To evaluate Vγ2Vδ2 T cells in a group of HIV-infected patients who suppress HIV replication without antiretroviral therapy (natural viral suppressors, NVSs).

Design: 

It is a cross-sectional study.

Methods: 

We compared Vγ2Vδ2 T-cell frequency, T-cell repertoire, and responses to isopentenyl pyrophosphate stimulation between NVSs (n = 21) and HIV-uninfected controls (n = 27) and between NVSs and HIV-infected patients taking HAART with suppressed viral replication (HIV-P; n = 25).

Results: 

NVSs had a mean frequency of 1.06 ± 0.82% CD3⁺Vδ2+ cells among total lymphocytes, which was significantly higher than both control groups (HIV-negative: 0.50 ± 0.53%, P = 0.042; HIV-P: 0.34 ± 0.37%, P = 0.002). The proportion of Vγ2 chains correlating with the Vγ2-Jγ1.2 rearrangement was reduced among NVSs compared with HIV-negative controls (0.57 ± 0.06 vs. 0.32 ± 0.04; P = 0.016) but was increased compared with HIV-P patients (0.32 ± 0.04 vs. 0.22 ± 0.03; P = 0.03).
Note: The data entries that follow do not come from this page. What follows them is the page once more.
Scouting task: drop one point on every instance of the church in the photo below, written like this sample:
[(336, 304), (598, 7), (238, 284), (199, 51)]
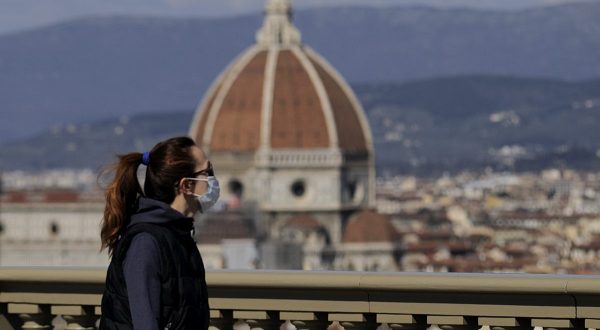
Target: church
[(291, 146)]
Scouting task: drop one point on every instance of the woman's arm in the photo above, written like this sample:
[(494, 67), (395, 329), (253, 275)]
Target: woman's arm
[(141, 270)]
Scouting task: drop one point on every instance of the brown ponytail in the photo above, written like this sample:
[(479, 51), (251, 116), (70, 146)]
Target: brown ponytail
[(121, 195), (169, 161)]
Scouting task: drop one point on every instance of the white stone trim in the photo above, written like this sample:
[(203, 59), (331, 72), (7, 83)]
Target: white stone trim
[(239, 64), (296, 158), (267, 98), (322, 94), (349, 93)]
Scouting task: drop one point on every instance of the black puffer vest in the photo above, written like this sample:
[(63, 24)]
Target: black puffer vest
[(184, 301)]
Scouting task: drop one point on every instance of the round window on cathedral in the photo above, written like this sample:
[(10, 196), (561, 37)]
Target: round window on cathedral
[(54, 228), (298, 188), (236, 188)]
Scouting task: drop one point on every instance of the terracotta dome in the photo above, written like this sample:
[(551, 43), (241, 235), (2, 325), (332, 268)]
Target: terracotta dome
[(280, 94), (369, 227)]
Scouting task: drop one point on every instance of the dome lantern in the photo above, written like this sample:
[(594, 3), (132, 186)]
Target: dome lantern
[(277, 29)]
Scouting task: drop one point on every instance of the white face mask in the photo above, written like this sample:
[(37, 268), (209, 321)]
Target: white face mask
[(211, 196)]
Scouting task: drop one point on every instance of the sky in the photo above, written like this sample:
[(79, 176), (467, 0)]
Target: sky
[(17, 15)]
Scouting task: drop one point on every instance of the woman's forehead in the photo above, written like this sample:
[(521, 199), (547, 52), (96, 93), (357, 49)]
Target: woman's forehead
[(200, 157)]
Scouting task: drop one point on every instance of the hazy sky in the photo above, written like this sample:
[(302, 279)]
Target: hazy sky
[(16, 15)]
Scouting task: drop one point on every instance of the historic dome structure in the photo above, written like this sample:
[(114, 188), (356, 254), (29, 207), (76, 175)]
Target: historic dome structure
[(285, 131)]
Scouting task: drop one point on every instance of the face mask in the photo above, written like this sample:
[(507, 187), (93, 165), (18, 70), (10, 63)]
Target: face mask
[(211, 196)]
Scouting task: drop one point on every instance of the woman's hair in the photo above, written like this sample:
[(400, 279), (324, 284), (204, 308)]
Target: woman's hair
[(168, 162)]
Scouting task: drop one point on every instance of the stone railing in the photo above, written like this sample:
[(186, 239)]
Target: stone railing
[(33, 298)]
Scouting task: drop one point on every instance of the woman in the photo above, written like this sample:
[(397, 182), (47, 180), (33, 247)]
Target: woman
[(155, 279)]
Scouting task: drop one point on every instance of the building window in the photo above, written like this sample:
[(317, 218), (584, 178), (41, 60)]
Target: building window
[(236, 188), (298, 188), (54, 228), (352, 190)]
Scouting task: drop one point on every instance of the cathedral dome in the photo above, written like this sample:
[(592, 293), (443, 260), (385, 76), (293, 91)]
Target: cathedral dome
[(280, 95)]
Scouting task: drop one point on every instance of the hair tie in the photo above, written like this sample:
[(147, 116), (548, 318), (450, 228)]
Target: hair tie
[(146, 158)]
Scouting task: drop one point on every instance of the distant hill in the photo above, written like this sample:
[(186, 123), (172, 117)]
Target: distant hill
[(425, 128), (101, 67)]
NVSs had a similar baseline frequency of CD27⁻/CD45RA⁻ effector cells (19.6 ± 4.2%) compared with HIV-negative controls (20.8 ± 12.9%; P = 0.35).

Conclusion: 

The altered γδ T-cell receptor repertoire among NVS was consistent with the known effect of HIV-1 on these cells. Uniquely among all HIV-infected groups, NVS reconstituted the γδ T-cell population, eventually reaching levels significantly above controls. This capacity to recover γδ T-cell numbers and function distinguishes individuals who control HIV-1 with and without HAART.